- 座る -



 わたしにとって、今年の夏は大事な、大事な夏であった。ゆえに、個人的に在り、あまり余所の事にかかわらないまま、暮らした。
 来年の夏も大事だろう、再来年も、そうだろう。
 この秋も、大事な秋という事のできる秋であり、その次の季節も同様だろう。


 先日はお墓参りをした。わたしの実家は禅宗である。父方の祖先も母方の祖先も同じお寺に埋まっている。子供の頃から、お寺に行く時はいつも天気が良く、それはお盆やお彼岸と限らずであった。
 だからわたしはお寺が好きであり、お墓が好きだ。今、わたしが暮らす土地にも禅寺があり、そこの敷地にある地蔵堂は国宝とされている。わたしはその禅寺を季節きせつ、散歩を兼ねて訪れるのだが、わたしの知る人がそこに眠っているわけでなくともわざわざ墓地にも足を運んだりする。決していたずらに墓地を歩くのではない。そこに行くと、生きる人たちのたゆたう心とは別の沈黙の心が植え付けられているような気がして、落ち着くのである。
 死びとに迷いなどないと考えられる。
 ただ生きている者のみ、迷いが与えられ、そこに完璧も見当たらなくても宜しい、と言われるような––これはわたしの生き方の甘さが捩れ、そのような救いを求めているからかもしれないが––それでも、そのように生きる事への疑問がやや正される、というか、わたしのような者でも生きて暮らしていいのだと許されているような心持ちになることができるからだろうか… 駄目だね、こんな事では。

 
 わたしなど、どうせ極楽にはゆけない者である。
 これ幸いと、竿の先にとまる赤とんぼのように、里に産まれたら、そこを去り、色を変えて再びやってくる。
 ヤゴだった頃を、憶えてはいるくらいの僅かな進歩はあるだろうが、それくらいなものである。
 その赤とんぼを柔らかく迎えてくれた家族があった。
 皆で鰻を食べた。
 夕立がくる夕べに出かけ、食事の後は、湿った残暑の空気が立ちこめていた。
 鰻は流れを縫い、焼かれたる我が身の証を曝ける如く。
 それは白く、一筋ひとすじを、「これがわたしです、わすれないように」と言わんがばかりにその命の道筋を声なき声として、香ばしい姿となり、重箱の中に治められる。
 一口齧ったときには、あら、薄味かな、と思いきや、ふりかけた山椒とともに噛み締めていくうちに、これでいい、これがいい、と感じさせてくれる見事な案配だった。
 鰻屋は老夫婦の商いで、その日の分がなくなったら、店を閉める、もはや常連客だけで商いをしていれば、ふたり、十分なのだそうだ。
 満願、という言葉が浮かんだ。
 生憎その夕、席に列する事ができなかった家人が残念がっていたので、次がありますから、と笑顔した。
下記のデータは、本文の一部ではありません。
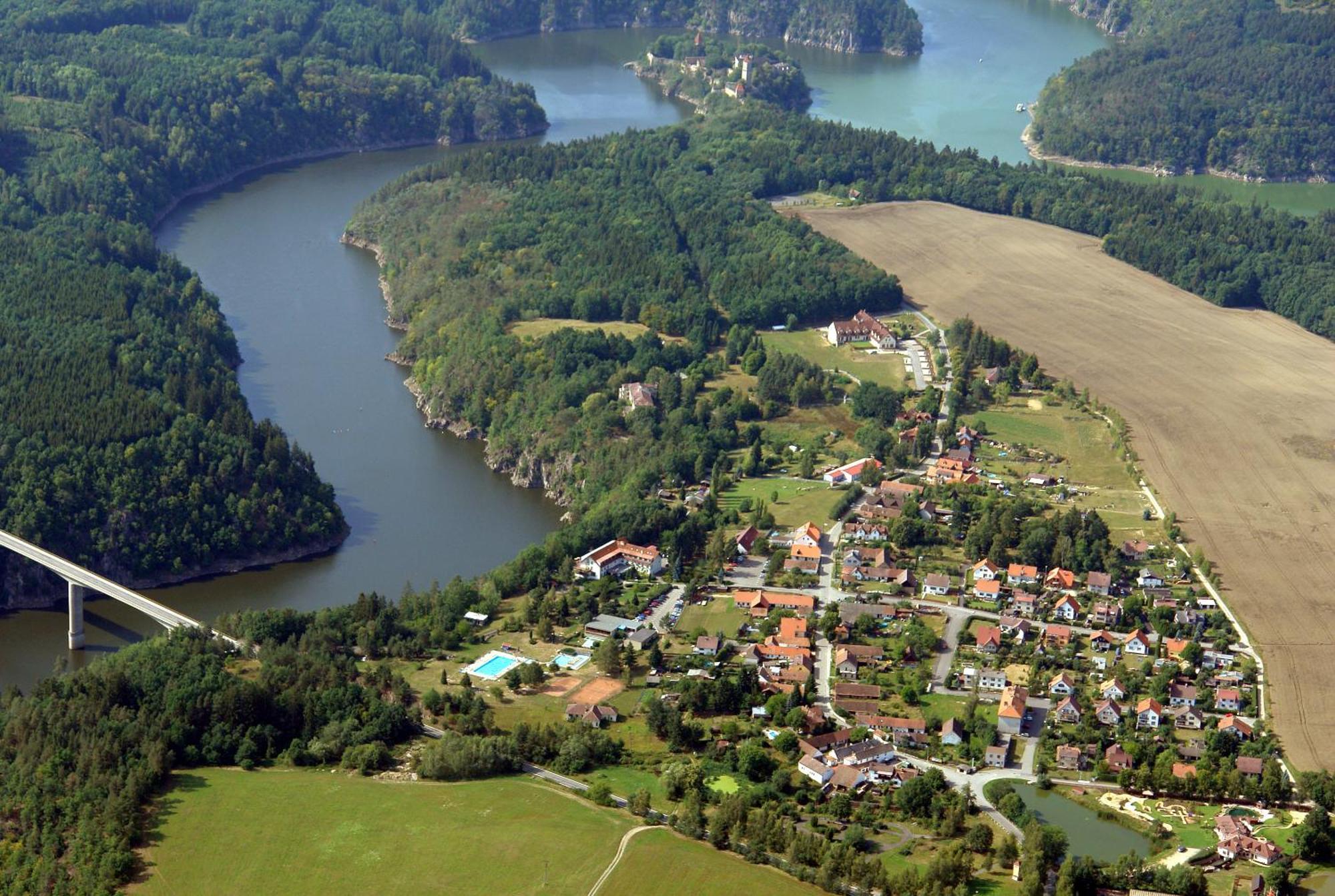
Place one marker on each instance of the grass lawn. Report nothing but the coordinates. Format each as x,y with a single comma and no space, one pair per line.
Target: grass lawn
226,831
659,863
887,370
545,326
719,615
800,500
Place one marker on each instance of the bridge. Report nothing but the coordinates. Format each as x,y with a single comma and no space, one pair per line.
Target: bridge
85,580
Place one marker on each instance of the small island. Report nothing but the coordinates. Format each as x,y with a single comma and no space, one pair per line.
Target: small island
710,71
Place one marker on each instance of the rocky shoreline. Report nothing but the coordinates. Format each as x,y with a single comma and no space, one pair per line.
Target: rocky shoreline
525,470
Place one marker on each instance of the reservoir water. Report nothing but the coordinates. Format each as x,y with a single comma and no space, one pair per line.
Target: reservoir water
309,315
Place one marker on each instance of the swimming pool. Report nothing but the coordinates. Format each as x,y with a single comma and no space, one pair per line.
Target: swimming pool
493,664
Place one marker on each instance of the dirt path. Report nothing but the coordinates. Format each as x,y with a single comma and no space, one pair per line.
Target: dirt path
621,851
1230,411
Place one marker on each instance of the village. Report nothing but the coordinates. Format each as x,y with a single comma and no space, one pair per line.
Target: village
842,659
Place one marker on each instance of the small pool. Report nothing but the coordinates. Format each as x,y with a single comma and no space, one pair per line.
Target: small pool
493,664
571,660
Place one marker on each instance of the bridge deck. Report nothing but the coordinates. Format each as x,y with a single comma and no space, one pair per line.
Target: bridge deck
71,571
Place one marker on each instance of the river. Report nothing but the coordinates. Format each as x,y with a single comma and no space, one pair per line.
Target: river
309,316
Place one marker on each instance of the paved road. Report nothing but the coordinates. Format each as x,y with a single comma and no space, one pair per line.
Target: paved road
659,618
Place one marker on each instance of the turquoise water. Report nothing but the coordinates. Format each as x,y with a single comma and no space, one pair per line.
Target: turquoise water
497,666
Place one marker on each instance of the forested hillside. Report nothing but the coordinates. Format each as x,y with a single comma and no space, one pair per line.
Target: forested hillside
847,25
125,440
1242,87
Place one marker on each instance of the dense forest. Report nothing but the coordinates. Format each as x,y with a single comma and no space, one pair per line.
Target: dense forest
1244,87
125,440
847,25
707,71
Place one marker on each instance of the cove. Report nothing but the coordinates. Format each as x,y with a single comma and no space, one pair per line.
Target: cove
1087,834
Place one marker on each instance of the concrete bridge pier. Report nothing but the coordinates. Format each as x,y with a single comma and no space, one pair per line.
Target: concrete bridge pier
77,635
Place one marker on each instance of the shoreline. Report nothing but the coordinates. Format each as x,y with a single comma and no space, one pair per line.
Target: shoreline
525,471
1037,152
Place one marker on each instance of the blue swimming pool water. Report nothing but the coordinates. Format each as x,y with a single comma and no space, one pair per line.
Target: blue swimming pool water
497,666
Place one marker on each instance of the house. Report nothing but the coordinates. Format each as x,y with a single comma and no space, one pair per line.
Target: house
1253,766
1175,646
1058,635
986,571
850,690
1062,685
806,558
1149,713
850,472
591,714
759,603
1118,759
637,395
1059,579
1099,583
1067,608
1021,575
991,681
707,646
937,583
746,540
860,327
1137,643
1067,711
1249,849
1011,710
1070,758
864,531
1135,550
1182,695
815,770
619,556
1107,713
643,639
607,626
1103,640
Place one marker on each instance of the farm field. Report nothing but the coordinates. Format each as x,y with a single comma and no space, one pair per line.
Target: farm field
800,500
545,326
480,838
1245,454
887,370
695,869
226,831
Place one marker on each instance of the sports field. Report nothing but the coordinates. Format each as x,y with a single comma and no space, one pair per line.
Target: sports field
278,831
1244,452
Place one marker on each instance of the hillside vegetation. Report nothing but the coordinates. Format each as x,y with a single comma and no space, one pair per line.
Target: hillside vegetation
1233,85
847,25
125,440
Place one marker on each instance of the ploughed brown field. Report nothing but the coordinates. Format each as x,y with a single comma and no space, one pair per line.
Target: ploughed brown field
1232,411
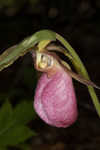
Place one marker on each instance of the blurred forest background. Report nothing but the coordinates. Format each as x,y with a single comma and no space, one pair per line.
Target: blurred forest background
79,22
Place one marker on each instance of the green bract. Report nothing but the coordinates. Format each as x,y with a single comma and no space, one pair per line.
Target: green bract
42,38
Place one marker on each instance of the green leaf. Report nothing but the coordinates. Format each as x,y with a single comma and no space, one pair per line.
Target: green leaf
12,123
3,148
79,66
13,53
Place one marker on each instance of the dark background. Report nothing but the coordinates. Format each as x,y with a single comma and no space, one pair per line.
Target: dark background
79,22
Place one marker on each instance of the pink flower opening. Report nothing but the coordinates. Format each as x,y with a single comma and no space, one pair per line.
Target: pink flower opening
55,100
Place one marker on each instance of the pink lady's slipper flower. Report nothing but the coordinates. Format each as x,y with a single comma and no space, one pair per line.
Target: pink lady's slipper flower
55,100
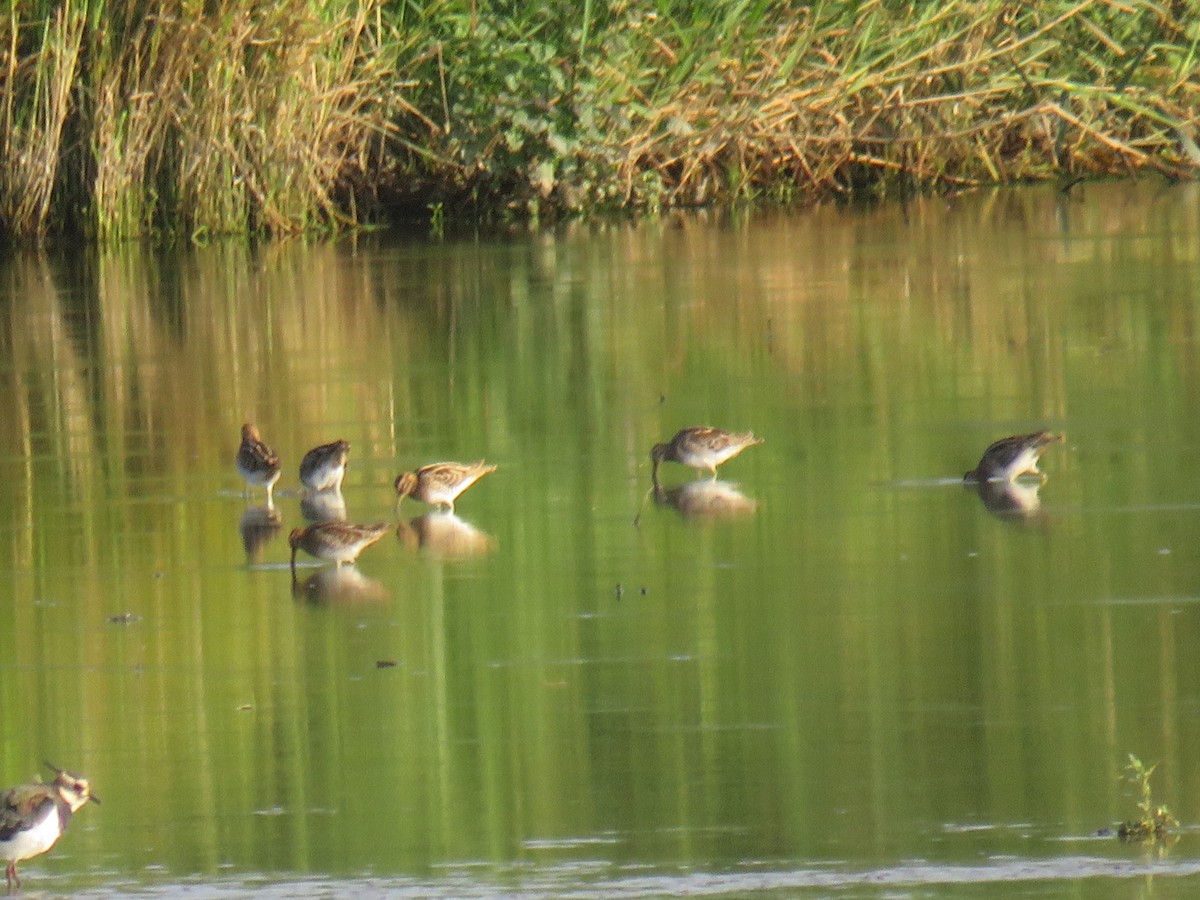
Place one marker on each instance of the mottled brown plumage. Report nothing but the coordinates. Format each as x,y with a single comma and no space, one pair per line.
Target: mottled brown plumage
335,541
701,448
34,816
324,467
441,483
1013,456
257,462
 鰻を食べた後、わたしはすぐに眠くなる。その晩、わたしは22時頃には床についていた。


 今宵は虫の音など聴きながら、こうして座り、とりとめのないことをぶつぶつ吐いているが、それは、秋の呼びかけなのか、或いは夢の中で鵺の声など聴いたのか。


 何事もわすれず、心たゆたう事あっても、わたしの姿勢を保ちたい。

 
 暫く前から坐骨神経痛に悩まされつづけている日々、だから、上手に座禅とつき合うことは、わたしの理想の姿である。